19 Ekim, 2018

Kill Bill: Vol. 1


tarantino filmlerini seviyorum. bu cümleyi kurup kill bill'i daha önce izlememiş olmak da benim ayıbım. bolca kan, harika müzikler, intikam... kanın gövdeyi götürdüğü bir film. mensubu olduğu eski ortamın hayatının içine eden bir kadının intikamı.

filmi izlemeye başlayınca mantık hatalarına takılı kaldım. gerçeklik aramaya başladım. hastanade onca olay olmasına rağmen kimsenin ruhunun duymaması. arabada saatlerce geçen süre. polislerin olmaması gibi düşüncelere dalıp giderken bıraktım bu düşünceleri filmin içine girdim. keyfini çıkardım. film bittiken sonra sanırım ekşi sözlükte okudum, gerçek insanlarla çekilmiş anime tanımlaması gördüm. film hakkında en güzel yorum bu bana göre. bu yüzden birtakım mantık hataları gibi gözüken şeyler gözardı etmek gerekiyor. filmin içindeki duyguları hissetmek önemli.

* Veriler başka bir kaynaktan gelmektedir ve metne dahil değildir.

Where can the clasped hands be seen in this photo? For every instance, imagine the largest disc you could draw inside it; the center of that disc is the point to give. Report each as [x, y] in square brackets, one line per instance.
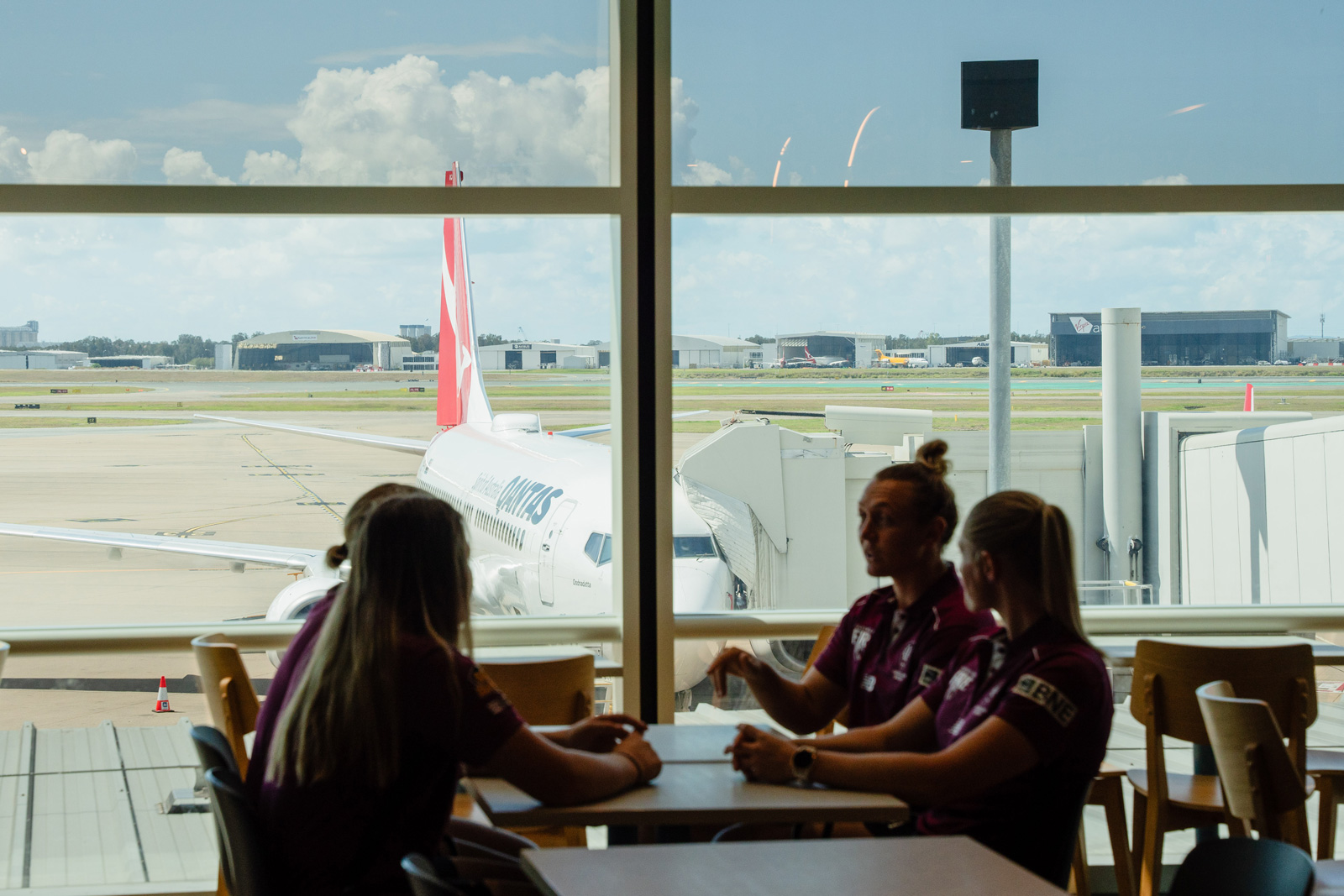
[763, 755]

uma thurman güzel kadın. hatta okuduğuma göre tarantino filmde onun oynamasını özellikle istemiş, bir nevi film onun için yazılmış. hamileliğinden dolayı da filmin çekimleri geç başlamış. fazla olan sahnelerden dolayı yapımcılar filmi ikiye bölüp yayınlamış. geceye ikinciyi izlerim gibi. genelde ilk filmi izledikten sonra ikinci filmi hemen izlemem. araya baska filmler girer ondan sonra serinin devamına bakarım. ama kill bill'in ikinci filmini hemen izlemek istiyorum. bir de merak uyandırdı. yeni ölüm listeleri.

normalde kan gövdeyi götüren filmlerden pek haz etmiyorum. hatta fazla aksiyon da sevmiyorum ama tarantino filmleri bu düşüncemin ististanası oluyor. şu ana kadar sevmediğim filmi yok.